From REKTIKANO 9’s upcoming Straight Up! Section:
We got a lot to learn from winning our first UAAP general championship.
One, that constant hardwork, even in the face of the elusiveness of the things we desire, is always worth it. It builds us strong – it steels us, until it becomes a habit, and it has for our dedicated athletes. Their bodies have acquired the language of hardwork to a point that what they do no longer is work. It has grown into passion. And when people are passionate, good things eventually, inevitably flower.
Second, how there can even be no such thing as elusiveness, just things unseen. Our athletes, I bet, did not nag themselves every training second with the thought that we have never been general champions. Athletes, when they are in the heat of their physical exertions, see only the moves they are making – the sharp spike that can cut through the opponent’s raised arms, the opening towards the goal, the finish line. Perhaps a few already hear the cheers, see the falling confetti, or the glitter of the golden trophy. Point is, the best athletes do not have their eyes set on what they do not have. They are too much in the moment, too strong that they can see glorious possibilities. Champions trust. Winners believe that more than being capable of winning, they are already winners, from the start. Their truth is this – victory is here, it’s happening.

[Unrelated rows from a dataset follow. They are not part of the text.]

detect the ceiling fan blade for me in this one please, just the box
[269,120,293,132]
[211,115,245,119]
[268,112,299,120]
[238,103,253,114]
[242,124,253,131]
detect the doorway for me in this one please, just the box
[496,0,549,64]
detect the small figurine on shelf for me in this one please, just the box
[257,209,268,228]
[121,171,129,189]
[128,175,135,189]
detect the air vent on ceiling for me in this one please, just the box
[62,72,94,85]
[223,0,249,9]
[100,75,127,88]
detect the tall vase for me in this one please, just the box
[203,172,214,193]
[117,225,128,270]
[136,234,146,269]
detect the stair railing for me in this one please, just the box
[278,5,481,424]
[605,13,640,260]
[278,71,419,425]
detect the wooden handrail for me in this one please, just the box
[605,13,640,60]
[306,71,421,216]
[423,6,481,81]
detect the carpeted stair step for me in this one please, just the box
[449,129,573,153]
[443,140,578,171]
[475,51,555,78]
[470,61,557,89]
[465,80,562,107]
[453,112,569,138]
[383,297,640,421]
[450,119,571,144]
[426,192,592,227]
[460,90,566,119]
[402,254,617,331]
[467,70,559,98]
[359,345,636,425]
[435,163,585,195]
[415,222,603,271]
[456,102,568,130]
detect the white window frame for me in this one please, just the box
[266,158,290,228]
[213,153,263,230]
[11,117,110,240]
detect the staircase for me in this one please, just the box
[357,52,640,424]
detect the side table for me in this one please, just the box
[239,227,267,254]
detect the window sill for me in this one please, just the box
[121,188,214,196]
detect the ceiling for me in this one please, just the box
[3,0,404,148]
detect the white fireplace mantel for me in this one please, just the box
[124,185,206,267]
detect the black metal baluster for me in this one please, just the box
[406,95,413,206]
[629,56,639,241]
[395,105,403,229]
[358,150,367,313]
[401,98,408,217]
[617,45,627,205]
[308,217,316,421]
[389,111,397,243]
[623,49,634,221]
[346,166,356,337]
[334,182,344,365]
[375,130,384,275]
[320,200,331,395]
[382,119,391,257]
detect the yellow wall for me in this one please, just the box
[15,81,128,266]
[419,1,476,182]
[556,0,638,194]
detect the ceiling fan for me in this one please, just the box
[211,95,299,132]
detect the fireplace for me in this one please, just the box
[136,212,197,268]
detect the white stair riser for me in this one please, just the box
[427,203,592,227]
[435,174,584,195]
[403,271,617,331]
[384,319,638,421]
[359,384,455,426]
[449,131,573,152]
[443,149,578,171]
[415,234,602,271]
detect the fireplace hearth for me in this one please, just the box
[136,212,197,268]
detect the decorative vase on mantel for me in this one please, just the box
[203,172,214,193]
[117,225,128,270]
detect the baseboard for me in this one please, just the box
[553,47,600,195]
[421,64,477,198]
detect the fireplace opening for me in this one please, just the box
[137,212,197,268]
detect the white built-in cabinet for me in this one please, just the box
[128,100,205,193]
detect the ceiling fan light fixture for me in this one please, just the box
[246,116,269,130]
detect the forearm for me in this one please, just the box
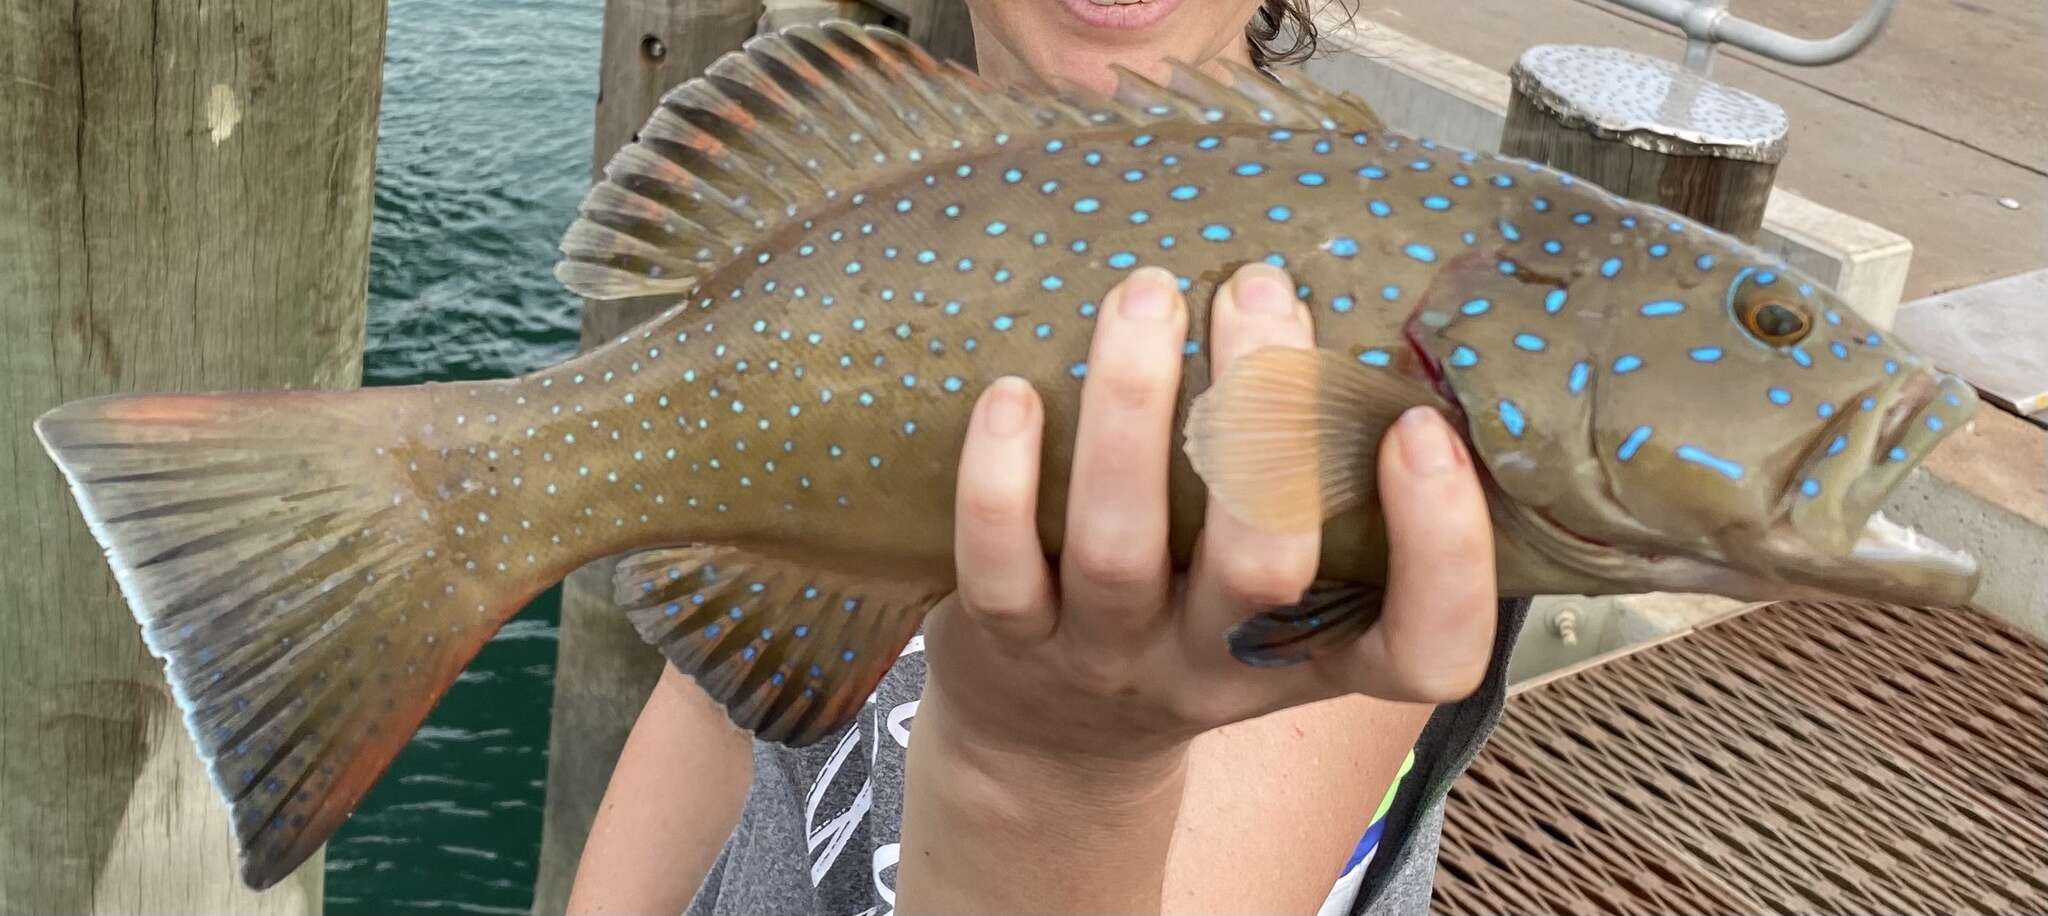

And what does this first general championship further signify, apart from all of us being champions from the start? It stands for a beginning. If there’s a first, we can now begin counting. We are at the gateway of more, unimaginable good things to come. I see a long, infinite line of championships.
* * *
I beg for the indulgence of my fellow Lasallians as I take some space in thanking the DLSAA.
A few months ago, after a series of some major life-changing personal and professional decisions, and during a moment of realization yet again that in my life, my greatest gift is my writing, I sat down to work on four essays which I fielded under the creative non-fiction category of the Silliman University National Writers Workshop. The workshop is the country’s premier creative writing workshop, the oldest of its kind in Asia, and has produced a great number of the country’s leading poets, fictionists, essayists and playwrights which includes Lasallians. I have applied before and have been rejected, so the latest application felt casual. I was no longer giddy and excited, and all throughout my writing, I just felt a calm surrender. And without neediness and with just sheer joy that I was able to write, I actually recognized the possibility of earning the fellowship.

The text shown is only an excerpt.